Daniel Olivier (PS) a déjà répondu, exprimant son " profond désappointement " face à une décision "qui n’a pas de raison d’être". Et le maïeur de pointer les rénovations récentes et " à grands frais " de la gare de Saint-Ghislain, où les guichets seraient fermés la moitié du temps.

Ailleurs aussi, à Jurbise notamment, les autorités se rebiffent. Jacqueline Galant (MR) compte interpeller le ministre compétent, François Bellot (MR), lui-même qui est venu inaugurer le tout nouveau parking de la gare, le 29 avril dernier.

Mais qu’en pense-t-on sur les quais ? " Moi je comprends pas ", nous confie un étudiant de l’école technique hôtelière toute proche. "St-Ghislain est quand même une gare très fréquentée, pourquoi?" "On nous dit qu'il faut prendre les transports en commun, mais on nous complique la tâche...", ajoute un retraité. Un peu plus loin, une jeune fille nous dit qu’elle "s’en fiche un peu", sa copine aussi, mais soudain elle se ravise. "Les automates ne prennent pas les billets. Quand on n’a pas de monnaie, c’est compliqué. Il faut acheter son billet dans le train, mais payer un supplément ! Là, c’est embêtant ". Une mère de famille pense déjà à septembre, le " mois des nouveaux abonnements "…Et des files au guichet ! "Ne pourrait-on pas prévoir qu’à ces périodes de rush on maintienne une présence au guichet toute la journée ? Pour éviter la cohue"

A priori, on aurait tendance à diviser les utilisateurs en deux catégories. Les jeunes, habitués aux nouvelles technologies, qui s’adaptent bien aux nouveaux circuits " de vente ", online ou automatisés. Et puis les seniors, peu connectés, vite dépassés. La réalité est beaucoup plus complexe.

Moi j’utilise pas les automates " rétorque une jeune femme. "Je n’ai pas confiance, peur qu’ils ne rendent pas la monnaie, que ma carte ne ressorte pas. Il n’y a rien de mieux que de s’adresser à un employé, en direct ".

Question de sécurité, aussi, poursuit un étudiant. "S’il se passe quelque chose, ils sont là, ils peuvent prévenir, appeler de l’aide". Et bien sûr informer sur les horaires, les trajets, les changements…

A l’abri-vélo, nous croisons une dame âgée. Elle a du mal à attacher le cadenas de son vélo. "Je n’y vois plus clair, d’ailleurs là je vais chez l’oculiste en train. Comment voulez vous que je sache lire sur l’écran d’un automate?" "Moi je suis illettré. Sans mon fils, je ne sais pas me débrouiller. Il n’est pas toujours avec moi…Sans la personne du guichet, je suis complètement bloqué".

Certains navetteurs discutent des changements à venir avec le personnel de la gare. "Nous allons avoir une période de transition, début d’été, jusqu’au 5 août, pour préparer les gens à utiliser les automates.

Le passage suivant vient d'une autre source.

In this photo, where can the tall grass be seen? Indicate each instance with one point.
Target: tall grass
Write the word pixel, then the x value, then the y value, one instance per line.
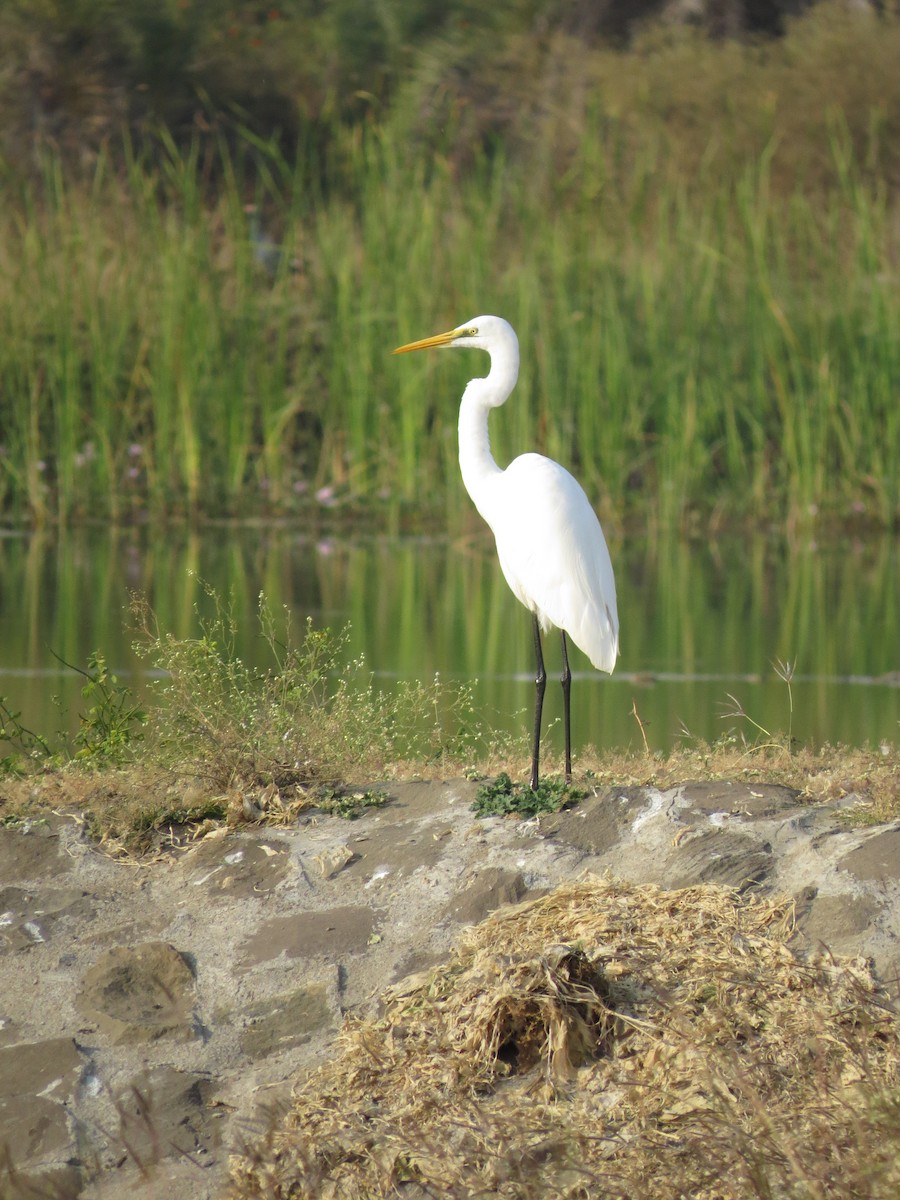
pixel 708 348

Nous devrons les accompagner, les aider", explique la préposée au guichet. Comme ses collègues, elle a appris la nouvelle il y a 48 heures. La SNCB insiste sur le maintien de l’emploi. "Mais on est un peu sous le choc quand même". Ils pensent être à l’avenir un peu plus "dispatchés" entre les différentes gares. "Notre rôle devrait aussi un peu évoluer : nous serions là pour aider les gens à planifier leurs itinéraires, comme des guides, plutôt que chargés de vendre des tickets", résume notre interlocutrice.

Dans la salle d’attente, nous discutons avec Christophe. Lui se dit "révolté", face à l’informatisation de la société, en général. "Regardez les caissières dans les magasins, on fait pareil, on les remplace petit à petit par de l’informatique. Moi je pense aux gens qui sont derrière les guichets, et je trouve ça dommage".